HİROMİ KAWAKAMİ; Algo que brilla como el mar.

Escrito por: corto-cortes el 09 Nov 2010 - URL Permanente

Editorial Acantilado ha publicado dos novelas de la escritora Hiromi Kawakami (Tokio, 1958). La primera, El cielo es azul, la tierra blanca, 2009, cuenta la historıa de una mujer solitaria que conoce a un viejo maestro. Entre ellos surge una relación muy especial. La segunda Algo que brilla como el mar es una novela de iniciaciòn. Midori es un adolescente y vive los cambios propios de esa edad: Amistad, sexo, familia.... Kawakami escribe de maravilla, como Murakami, dice las cosas màs profundas de la forma más sencilla:

Por cierto, en aquella época mi madre se refería a sí mis­ma como «mamá». Ahora, en cambio, cuando habla de sí misma dice «yo».

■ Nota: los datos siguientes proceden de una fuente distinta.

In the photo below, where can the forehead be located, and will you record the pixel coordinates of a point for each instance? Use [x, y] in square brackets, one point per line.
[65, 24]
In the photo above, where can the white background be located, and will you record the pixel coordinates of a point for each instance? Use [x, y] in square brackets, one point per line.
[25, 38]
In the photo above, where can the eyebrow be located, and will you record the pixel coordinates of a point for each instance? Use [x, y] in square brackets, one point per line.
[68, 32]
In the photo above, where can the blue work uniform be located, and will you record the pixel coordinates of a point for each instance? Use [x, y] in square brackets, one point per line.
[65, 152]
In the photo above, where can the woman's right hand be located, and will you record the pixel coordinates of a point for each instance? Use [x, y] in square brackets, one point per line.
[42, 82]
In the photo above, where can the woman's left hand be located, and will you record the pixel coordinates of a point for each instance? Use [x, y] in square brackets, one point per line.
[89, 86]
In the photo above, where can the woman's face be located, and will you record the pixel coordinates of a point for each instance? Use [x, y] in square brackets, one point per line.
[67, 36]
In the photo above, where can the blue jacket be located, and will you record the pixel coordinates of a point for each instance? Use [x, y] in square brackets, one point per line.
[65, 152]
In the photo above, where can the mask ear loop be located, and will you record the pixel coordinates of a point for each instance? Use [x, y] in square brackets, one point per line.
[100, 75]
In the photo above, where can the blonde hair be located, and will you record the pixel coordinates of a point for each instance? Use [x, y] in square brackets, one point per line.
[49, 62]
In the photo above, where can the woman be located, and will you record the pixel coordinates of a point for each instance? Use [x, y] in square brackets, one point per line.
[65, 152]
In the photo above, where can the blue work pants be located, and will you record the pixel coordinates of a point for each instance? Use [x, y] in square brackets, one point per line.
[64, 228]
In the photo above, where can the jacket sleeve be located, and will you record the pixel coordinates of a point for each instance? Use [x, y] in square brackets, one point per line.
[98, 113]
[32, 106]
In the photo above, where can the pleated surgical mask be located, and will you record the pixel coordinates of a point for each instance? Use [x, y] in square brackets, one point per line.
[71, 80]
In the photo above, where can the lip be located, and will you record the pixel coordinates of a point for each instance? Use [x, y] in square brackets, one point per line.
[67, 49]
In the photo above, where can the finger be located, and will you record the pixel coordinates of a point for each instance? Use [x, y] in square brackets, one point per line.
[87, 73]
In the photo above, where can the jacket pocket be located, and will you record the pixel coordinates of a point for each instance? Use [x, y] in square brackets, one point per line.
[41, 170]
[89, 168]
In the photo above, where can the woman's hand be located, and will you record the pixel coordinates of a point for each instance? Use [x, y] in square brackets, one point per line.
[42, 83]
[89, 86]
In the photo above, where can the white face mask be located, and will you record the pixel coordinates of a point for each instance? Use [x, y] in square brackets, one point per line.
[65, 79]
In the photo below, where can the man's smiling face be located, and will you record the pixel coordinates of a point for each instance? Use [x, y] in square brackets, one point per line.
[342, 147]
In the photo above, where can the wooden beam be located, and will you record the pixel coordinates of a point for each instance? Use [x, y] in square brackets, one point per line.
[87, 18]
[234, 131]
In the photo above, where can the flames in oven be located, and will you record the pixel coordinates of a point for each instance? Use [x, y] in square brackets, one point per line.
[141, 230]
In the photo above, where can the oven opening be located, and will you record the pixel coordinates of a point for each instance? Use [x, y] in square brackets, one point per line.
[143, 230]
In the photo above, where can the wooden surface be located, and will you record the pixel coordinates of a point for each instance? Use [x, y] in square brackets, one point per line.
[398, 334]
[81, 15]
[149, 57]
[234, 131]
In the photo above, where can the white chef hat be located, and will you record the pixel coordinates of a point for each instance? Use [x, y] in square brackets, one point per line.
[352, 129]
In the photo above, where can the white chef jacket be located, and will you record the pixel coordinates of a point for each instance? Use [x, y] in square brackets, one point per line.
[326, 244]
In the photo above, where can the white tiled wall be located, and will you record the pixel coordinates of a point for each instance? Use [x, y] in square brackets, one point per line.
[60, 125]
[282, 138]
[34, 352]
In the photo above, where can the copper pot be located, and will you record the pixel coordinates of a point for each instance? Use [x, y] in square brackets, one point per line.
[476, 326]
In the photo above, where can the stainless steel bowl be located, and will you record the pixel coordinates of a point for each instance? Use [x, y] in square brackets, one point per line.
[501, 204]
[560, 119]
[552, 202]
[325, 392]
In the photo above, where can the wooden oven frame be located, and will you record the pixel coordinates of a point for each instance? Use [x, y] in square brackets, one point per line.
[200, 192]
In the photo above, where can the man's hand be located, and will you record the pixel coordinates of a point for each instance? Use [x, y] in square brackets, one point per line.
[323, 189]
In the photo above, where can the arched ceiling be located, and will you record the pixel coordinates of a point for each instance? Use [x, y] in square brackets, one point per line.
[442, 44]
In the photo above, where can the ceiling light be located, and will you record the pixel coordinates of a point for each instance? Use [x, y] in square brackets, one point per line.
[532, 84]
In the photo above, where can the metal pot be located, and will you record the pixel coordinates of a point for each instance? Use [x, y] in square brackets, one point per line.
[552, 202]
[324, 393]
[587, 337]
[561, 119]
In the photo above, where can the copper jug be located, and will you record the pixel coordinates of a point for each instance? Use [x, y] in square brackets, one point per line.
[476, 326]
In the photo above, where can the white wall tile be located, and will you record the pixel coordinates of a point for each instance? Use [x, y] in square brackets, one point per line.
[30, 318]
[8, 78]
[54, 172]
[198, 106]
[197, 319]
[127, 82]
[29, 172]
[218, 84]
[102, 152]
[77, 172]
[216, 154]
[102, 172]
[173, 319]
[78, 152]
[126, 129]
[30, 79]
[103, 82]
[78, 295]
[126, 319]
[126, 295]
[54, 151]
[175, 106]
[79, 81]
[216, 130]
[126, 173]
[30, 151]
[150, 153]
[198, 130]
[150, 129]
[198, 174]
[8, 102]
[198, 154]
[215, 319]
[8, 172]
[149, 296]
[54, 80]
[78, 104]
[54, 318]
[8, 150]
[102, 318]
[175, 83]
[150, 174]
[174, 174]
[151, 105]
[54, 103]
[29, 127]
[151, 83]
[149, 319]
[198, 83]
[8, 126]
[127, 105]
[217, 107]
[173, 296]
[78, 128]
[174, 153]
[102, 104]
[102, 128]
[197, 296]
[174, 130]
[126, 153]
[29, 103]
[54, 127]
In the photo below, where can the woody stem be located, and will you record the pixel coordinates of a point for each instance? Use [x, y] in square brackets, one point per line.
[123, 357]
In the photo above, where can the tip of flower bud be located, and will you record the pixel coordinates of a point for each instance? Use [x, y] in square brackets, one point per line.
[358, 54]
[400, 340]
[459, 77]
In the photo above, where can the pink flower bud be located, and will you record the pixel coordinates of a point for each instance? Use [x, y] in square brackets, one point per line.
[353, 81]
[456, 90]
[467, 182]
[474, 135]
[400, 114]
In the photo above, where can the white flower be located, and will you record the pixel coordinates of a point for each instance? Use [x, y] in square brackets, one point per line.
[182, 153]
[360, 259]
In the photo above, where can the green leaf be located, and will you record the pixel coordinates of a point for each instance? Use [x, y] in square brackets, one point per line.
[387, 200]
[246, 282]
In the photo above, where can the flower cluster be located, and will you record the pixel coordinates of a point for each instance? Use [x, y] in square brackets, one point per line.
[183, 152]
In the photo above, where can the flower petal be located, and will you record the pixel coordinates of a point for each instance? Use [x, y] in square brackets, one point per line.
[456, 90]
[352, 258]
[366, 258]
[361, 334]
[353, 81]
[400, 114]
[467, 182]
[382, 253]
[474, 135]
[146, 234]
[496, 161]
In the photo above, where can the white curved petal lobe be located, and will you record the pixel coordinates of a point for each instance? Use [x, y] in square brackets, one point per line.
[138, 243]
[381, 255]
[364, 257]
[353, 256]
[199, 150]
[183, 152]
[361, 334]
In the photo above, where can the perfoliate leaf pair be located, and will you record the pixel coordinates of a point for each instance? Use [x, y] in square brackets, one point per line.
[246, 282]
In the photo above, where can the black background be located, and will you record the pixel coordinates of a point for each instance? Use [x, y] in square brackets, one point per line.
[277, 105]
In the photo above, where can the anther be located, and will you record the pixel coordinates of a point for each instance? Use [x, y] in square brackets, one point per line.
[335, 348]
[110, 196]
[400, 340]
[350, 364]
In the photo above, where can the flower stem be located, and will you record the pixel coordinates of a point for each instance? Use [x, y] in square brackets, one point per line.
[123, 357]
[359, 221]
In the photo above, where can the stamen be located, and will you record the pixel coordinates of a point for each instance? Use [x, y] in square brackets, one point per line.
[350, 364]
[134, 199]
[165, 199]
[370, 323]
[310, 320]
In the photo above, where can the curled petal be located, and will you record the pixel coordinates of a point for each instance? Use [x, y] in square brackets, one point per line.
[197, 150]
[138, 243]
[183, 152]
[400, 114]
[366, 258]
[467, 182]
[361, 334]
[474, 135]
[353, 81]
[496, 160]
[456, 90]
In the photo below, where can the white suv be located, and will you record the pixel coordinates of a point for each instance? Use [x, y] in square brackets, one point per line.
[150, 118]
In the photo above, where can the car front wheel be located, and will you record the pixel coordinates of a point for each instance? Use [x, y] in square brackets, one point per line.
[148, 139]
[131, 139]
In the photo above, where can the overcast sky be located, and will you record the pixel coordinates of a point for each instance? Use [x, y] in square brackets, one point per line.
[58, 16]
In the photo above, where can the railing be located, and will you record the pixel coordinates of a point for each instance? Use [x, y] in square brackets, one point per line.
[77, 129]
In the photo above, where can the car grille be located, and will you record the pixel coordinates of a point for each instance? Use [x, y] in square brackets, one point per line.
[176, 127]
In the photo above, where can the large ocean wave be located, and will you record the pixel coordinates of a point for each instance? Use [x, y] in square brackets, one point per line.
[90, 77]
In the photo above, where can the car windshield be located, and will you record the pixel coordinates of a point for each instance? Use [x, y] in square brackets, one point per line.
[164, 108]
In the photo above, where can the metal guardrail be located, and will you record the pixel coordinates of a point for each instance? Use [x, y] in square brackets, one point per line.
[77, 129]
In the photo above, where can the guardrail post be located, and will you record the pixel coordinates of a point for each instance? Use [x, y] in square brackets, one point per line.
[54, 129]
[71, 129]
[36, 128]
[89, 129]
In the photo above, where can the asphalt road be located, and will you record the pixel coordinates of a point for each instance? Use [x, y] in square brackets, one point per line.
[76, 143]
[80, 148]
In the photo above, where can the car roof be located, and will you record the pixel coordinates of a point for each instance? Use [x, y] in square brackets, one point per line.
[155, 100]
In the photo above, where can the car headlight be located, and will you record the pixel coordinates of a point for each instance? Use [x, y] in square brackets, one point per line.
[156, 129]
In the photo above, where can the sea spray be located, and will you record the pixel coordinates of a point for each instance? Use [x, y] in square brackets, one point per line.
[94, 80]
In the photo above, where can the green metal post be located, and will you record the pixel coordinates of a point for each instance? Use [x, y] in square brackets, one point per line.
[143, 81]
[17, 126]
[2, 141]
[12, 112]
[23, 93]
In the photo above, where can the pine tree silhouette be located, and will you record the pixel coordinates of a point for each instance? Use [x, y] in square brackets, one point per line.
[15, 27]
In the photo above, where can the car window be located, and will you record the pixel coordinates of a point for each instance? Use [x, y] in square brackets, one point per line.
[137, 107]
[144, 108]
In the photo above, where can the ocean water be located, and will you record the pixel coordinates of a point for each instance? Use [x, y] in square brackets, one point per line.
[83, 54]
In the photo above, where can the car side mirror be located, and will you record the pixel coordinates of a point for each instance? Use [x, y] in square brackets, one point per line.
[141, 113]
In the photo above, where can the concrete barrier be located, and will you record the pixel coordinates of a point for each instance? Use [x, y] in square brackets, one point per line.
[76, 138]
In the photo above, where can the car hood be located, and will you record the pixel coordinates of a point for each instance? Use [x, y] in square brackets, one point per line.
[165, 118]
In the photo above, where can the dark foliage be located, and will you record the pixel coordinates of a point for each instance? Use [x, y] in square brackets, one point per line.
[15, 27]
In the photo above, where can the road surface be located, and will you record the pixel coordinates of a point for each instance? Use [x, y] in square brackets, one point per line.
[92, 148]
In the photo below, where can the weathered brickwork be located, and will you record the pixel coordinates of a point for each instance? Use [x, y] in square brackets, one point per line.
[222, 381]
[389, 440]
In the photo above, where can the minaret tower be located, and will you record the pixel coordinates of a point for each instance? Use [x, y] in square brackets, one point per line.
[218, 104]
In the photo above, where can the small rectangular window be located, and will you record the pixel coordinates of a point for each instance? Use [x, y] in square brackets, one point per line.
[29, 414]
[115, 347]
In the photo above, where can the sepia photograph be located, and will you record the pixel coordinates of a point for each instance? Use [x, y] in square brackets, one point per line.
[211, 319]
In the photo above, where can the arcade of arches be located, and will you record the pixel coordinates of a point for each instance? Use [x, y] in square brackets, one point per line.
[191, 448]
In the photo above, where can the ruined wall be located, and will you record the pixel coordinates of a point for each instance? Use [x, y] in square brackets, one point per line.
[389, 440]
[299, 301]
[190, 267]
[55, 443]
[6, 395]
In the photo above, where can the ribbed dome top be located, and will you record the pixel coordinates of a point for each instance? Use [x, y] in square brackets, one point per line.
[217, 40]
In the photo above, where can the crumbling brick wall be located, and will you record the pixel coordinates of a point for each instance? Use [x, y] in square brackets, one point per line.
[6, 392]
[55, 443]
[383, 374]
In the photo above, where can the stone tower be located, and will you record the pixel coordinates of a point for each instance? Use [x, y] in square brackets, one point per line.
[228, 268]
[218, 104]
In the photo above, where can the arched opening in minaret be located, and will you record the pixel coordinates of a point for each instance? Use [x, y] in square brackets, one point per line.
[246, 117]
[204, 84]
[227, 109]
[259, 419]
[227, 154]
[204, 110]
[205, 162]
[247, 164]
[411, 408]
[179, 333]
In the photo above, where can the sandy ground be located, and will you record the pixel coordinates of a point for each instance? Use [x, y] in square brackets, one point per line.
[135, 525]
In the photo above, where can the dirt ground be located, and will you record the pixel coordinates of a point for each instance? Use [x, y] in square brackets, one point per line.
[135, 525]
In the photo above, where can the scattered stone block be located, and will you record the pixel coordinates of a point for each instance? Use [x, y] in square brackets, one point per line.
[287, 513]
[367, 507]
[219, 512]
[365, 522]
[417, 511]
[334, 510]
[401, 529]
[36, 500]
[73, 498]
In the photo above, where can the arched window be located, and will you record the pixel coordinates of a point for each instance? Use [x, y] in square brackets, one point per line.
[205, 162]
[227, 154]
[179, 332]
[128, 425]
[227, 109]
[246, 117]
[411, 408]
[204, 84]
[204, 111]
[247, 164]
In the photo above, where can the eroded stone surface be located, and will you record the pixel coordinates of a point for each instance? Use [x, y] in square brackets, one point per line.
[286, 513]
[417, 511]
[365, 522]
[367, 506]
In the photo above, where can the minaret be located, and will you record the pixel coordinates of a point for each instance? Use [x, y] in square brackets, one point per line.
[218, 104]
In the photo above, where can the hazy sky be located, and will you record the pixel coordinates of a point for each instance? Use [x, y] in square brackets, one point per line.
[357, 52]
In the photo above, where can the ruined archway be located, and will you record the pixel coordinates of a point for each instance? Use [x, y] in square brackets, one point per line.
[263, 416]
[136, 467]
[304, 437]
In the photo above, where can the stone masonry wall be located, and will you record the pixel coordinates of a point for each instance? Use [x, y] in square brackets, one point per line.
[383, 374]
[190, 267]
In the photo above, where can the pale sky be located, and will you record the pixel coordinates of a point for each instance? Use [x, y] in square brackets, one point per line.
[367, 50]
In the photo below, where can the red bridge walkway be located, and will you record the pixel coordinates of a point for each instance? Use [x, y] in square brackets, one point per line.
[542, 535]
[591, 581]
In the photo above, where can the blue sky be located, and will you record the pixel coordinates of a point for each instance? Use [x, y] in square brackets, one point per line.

—Eres un chico muy arisco, Midori. Si yo fuera joven, nunca me enamoraría de alguien como tú—suele decirme con toda la tranquilidad del mundo.

No me molesta que mi madre se refiera a sí misma como «yo» y no parezca mi madre. Sólo me hace sentir vagamente incómodo que se esfuerce tanto en no parecer una madre.

Por otro lado, tengo el presentimiento de que hay algo de mí que también incomoda a mi madre. Seguro que le molesta que todo lo que me pasa me parezca simplemen­te normal.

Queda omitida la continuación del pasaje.